La cause la plus importante de déséquilibre potentiel dans les relations humaines résulte du non respect des nuances à tous les niveaux, en particulier celui des jugements portés à partir des actes ou des attitudes des autres, sur ce qui constitue le fond de leur personnalité et l'essence de leur être. Le tout premier effort de discernement doit s'appliquer, dans cette optique, à la perception de cet "autre", composé, tout comme celui qui l'examine, d'une âme ou "moi" qui, en raison de sa tendance naturelle à l'égocentrisme, incite au mal et d'un cœur qui appelle au bien. De ce fait, traiter quelqu'un a priori comme une entité monolithique, c'est blesser gravement son cœur, alors que seul son moi égoïste est responsable des actes néfastes qu'il peut commettre. Tirmidhî ajoute que, même au cas où l'on s'aperçoit que, chez quelqu'un, ce moi domine totalement le cœur, il convient de toujours conserver à son égard une attitude empreinte de miséricorde, sorte de bénéfice du doute à l'avantage de ce cœur dont nul, hormis Celui qui l'a créé, ne connaît le secret ultime. Dans cette perspective, les hommes ne peuvent espérer comprendre leurs semblables qu'à travers les actes qu'ils posent : "Les actes sont apparents. Or, ce qui est apparent dépend de ce qui est à l'intérieur." Par conséquent, le deuxième conseil du Livre des nuances consiste en une incitation à se montrer prudent au cours de cette observation, dans la mesure où deux actes totalement identiques en apparence peuvent renvoyer à des buts, des intentions et, plus profondément, à des motivations radicalement opposées.
incipit :
Gloire à Dieu, Seigneur de tous les univers, je te demande ton aide, ô Dieu unique qui n'as pas d'associé.

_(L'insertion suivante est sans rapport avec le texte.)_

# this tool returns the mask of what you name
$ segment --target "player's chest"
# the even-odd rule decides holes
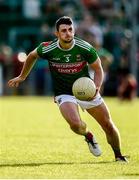
[[[72,52],[55,52],[49,56],[49,61],[57,63],[74,63],[84,61],[80,53]]]

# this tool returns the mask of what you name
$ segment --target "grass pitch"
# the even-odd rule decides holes
[[[1,97],[0,178],[139,178],[139,100],[105,101],[120,130],[122,152],[130,156],[128,164],[114,162],[104,132],[86,112],[80,110],[101,145],[101,157],[69,129],[53,98]]]

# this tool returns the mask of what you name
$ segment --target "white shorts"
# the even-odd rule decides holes
[[[63,104],[64,102],[72,102],[75,104],[79,104],[82,110],[84,110],[84,109],[90,109],[90,108],[96,107],[100,105],[101,103],[103,103],[104,101],[103,101],[103,98],[100,96],[100,94],[98,94],[95,97],[95,99],[91,101],[80,101],[75,96],[63,94],[63,95],[56,96],[55,102],[57,103],[58,106],[61,106],[61,104]]]

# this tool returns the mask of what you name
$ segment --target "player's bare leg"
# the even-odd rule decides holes
[[[85,122],[80,118],[78,106],[75,103],[65,102],[60,106],[60,111],[66,119],[70,128],[77,134],[85,135],[87,127]]]
[[[79,135],[85,136],[91,153],[93,153],[95,156],[100,156],[101,150],[99,145],[96,142],[94,135],[87,130],[85,122],[81,120],[77,104],[72,102],[64,102],[60,106],[60,111],[70,125],[72,131]]]
[[[107,137],[107,141],[114,151],[115,158],[123,158],[121,154],[120,134],[117,127],[114,125],[111,119],[111,115],[106,104],[102,103],[97,107],[87,109],[87,112],[91,116],[93,116],[103,128]]]

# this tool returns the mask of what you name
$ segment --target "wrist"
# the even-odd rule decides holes
[[[23,75],[19,75],[18,76],[22,81],[24,81],[26,79],[26,77],[24,77]]]

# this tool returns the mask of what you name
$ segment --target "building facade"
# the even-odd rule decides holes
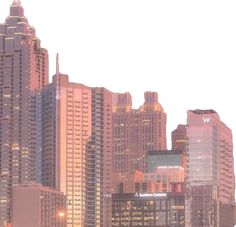
[[[13,188],[14,227],[66,227],[66,197],[40,184]]]
[[[92,135],[86,151],[86,227],[111,226],[112,93],[92,88]]]
[[[159,192],[158,182],[147,179],[145,173],[135,171],[131,174],[114,175],[112,193]]]
[[[147,172],[156,168],[185,167],[186,158],[181,150],[156,150],[147,154]]]
[[[47,50],[14,0],[0,24],[0,226],[12,221],[12,187],[38,177],[38,97],[47,83]]]
[[[199,213],[203,226],[232,226],[222,225],[227,209],[221,209],[233,209],[235,201],[232,132],[214,110],[190,110],[187,123],[186,224],[199,226]]]
[[[112,194],[112,226],[184,227],[184,193]]]
[[[187,137],[187,125],[178,125],[177,128],[171,132],[171,143],[172,143],[172,150],[181,151],[184,157],[184,165],[183,168],[185,170],[186,176],[186,149],[188,144],[188,137]]]
[[[185,226],[184,169],[168,161],[153,172],[116,174],[112,226]]]
[[[145,102],[132,109],[129,93],[117,94],[112,113],[113,172],[147,169],[147,152],[166,149],[166,114],[156,92],[145,92]]]
[[[184,169],[179,166],[159,167],[150,173],[117,174],[112,190],[113,193],[184,191]]]
[[[59,73],[42,95],[42,183],[67,196],[67,227],[85,224],[86,147],[91,89]]]
[[[171,132],[172,150],[182,151],[186,153],[187,147],[187,125],[178,125],[177,128]]]

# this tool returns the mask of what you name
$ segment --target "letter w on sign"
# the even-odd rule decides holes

L'imâm Abû 'Abd Allâh Muhammad Ibn 'Alî al-Hakîm al-Tirmidhî a dit, que Dieu le prenne en sa miséricorde : - Gloire à Dieu, maître et possesseur de la gloire ('izza) et prières sur son prophète Muhammad et sur sa famille. Tu m'as questionné sur la cause de l'ambivalence des actes (sabab mushtabih al-af'âl) et sur ce qui permet d'établir clairement les nuances (furûq) qui les différencient. sache que la cause sur laquelle tu t'interroges réside dans le fait que les actes (af'âl) qui sont extériorisés au moyen des membres du corps proviennent d'une poitrine divisée en deux : un coeur sain et une âme déficiente. Celui des deux qui l'emporte en l'homme, c'est à lui que revient l'acte (fi'l). Ainsi, les actes sont clairement distincts du point de vue de l'intériorité, alors qu'ils peuvent être tout à fait semblables en apparence.